En démocratie, il est acquis que demain ne peut-être que meilleur qu’aujourd’hui, surtout si vous accordez votre voix à l’élu qui préconise le bon plan de relance, le bon plan d’investissement. Il est devenu normal de financer des promesses électorales par l’endettement public. Les dettes sont facilement remboursées puisque le plan est présupposé rentable.

En plus, comme les taux d’intérêt sont bas, emprunter ne coûte pas cher. Donc si le coût de l’emprunt est faible, le retour sur investissement est facile. J’emprunte à 2 %, j’obtiens un rendement à 3 % et hop, le tour est joué : 1 % de richesse créée et taxable.

« Comment se fait-il que vous m’annonciez un retour sur investissement négatif ? » vous demandez-vous. « De plans de relance en plans de soutien à la consommation et en incitations ou investissements judicieux, notre dette devrait diminuer, non ? »

Cher lecteur perspicace, c’est absurde, mais c’est ainsi.

Mais laissez-moi d’abord justifier mes chiffres (pour plus de commodité, ils sont tous exprimés en milliards de dollars).

Source : The Economist

Dans le cas de la France, entre 2000 et 2010, 1 224 milliards de dettes ont acheté seulement 1 090 milliards de PIB. Autrement dit c’est un retour sur investissement négatif de 11 % puisque 1 € dette n’achète que 0,89 € de PIB.

Dans le cas des États-Unis, 5 927 milliards de dette ont acheté 4 895 milliards de PIB. Le retour sur investissement négatif est de 18 % : 1 $ de dette achète glorieusement 0,83 $ de PIB.

Je sens le paisible contribuable qui sommeille en vous se réveiller : « ce n’est pas possible ! Cette épicière qui ne possède nul doctorat en économie, aucun titre de noblesse intellectuelle, essaye de nous faire gober que nous nous endettons pour rien ».

Euh, no… c’est pire, l’endettement est non seulement inutile, mais nuisible.

C’est exactement ce qu’ont démontré Carmen M. Reinhart et Kennneth S. Rogoff dans This time is different – Eight Centuries of Financial Folly (Cette fois c’est différent – Huit siècles de folie financière).

Passé un certain niveau d’endettement, un effet turbo s’allume : la dette creuse la dette. Le point de non retour est atteint.

Crédit souverain subprime

Dans mon tableau justificatif, j’ai fait apparaître la ligne 2008, début officiel de la crise financière du crédit subprime. Rappelez-vous le discours de l’époque : pour sauver l’économie, il fallait sauver les banques et donc alourdir la dette publique.

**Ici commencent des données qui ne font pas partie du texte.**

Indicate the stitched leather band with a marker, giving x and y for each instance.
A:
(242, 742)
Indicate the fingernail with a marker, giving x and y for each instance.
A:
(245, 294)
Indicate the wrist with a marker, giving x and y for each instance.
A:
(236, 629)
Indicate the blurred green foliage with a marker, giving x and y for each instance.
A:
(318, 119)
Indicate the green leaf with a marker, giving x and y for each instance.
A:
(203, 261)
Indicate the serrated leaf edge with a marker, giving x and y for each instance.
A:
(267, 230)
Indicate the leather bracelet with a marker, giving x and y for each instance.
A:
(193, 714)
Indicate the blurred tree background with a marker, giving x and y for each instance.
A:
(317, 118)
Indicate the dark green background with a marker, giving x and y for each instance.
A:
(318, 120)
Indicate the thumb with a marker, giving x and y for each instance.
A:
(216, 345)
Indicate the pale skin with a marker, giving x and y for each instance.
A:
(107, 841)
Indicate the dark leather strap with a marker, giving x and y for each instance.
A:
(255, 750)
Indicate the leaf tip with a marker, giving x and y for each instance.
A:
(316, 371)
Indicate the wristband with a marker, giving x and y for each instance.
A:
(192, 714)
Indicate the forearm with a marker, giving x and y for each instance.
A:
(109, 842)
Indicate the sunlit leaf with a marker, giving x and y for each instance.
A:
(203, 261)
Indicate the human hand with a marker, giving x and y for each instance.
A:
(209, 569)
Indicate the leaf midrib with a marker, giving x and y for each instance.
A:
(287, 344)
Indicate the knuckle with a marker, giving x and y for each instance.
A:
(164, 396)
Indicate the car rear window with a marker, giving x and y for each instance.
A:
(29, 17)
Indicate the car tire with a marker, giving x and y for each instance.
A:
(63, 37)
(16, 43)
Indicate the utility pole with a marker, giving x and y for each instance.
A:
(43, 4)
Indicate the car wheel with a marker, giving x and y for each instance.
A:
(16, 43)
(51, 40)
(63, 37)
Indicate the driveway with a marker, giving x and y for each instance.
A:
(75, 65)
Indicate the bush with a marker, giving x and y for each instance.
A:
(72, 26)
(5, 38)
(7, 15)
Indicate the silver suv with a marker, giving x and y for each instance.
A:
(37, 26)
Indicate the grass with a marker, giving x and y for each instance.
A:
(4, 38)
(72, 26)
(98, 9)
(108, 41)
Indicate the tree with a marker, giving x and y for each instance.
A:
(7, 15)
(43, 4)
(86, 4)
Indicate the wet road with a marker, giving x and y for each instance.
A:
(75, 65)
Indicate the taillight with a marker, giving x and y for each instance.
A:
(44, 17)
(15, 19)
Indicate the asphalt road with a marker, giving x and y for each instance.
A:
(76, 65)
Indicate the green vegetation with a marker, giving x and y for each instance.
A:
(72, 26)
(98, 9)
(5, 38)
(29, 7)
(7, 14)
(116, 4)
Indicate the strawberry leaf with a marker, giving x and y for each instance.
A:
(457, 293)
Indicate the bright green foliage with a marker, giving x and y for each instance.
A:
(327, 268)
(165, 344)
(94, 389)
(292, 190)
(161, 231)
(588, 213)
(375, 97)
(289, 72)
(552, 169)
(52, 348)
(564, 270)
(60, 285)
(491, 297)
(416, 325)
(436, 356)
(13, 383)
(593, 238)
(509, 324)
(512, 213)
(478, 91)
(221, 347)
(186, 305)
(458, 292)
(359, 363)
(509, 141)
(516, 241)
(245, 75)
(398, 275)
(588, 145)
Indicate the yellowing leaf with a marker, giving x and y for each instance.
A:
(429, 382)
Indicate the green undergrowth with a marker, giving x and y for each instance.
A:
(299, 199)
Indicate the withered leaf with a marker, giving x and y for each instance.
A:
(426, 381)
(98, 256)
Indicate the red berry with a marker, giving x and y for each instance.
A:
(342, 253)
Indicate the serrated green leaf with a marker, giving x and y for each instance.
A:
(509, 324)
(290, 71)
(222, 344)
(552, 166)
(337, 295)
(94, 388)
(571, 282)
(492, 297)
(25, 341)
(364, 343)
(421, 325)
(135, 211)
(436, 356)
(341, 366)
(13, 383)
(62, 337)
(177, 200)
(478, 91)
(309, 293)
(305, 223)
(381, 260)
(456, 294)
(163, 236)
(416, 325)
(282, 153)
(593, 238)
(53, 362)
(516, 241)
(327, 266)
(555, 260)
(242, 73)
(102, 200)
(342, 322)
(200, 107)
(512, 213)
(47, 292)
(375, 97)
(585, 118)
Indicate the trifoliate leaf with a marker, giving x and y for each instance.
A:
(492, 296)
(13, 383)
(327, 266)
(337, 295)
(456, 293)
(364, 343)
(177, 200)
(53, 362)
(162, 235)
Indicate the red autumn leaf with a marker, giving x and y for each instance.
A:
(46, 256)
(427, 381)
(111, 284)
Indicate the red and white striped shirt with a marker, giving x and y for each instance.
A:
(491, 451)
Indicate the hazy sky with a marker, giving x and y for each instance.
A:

Résultat : les Etats-Unis se sont plombés de 2 923 milliards de dollars supplémentaires de dette pour 289 milliards de PIB gagné ! Si l’endettement public était réellement créateur de richesse, il diminuerait.

Le point de non retour est franchi. C’est ce que découvre petit à petit le monde. Si la prévision de croissance de la zone euro est de 2 %, que sa dette publique lui coûte 3 % par an et que son ratio d’endettement atteint 80 %, c’est mort. La croissance n’est pas suffisante pour rembourser le passif.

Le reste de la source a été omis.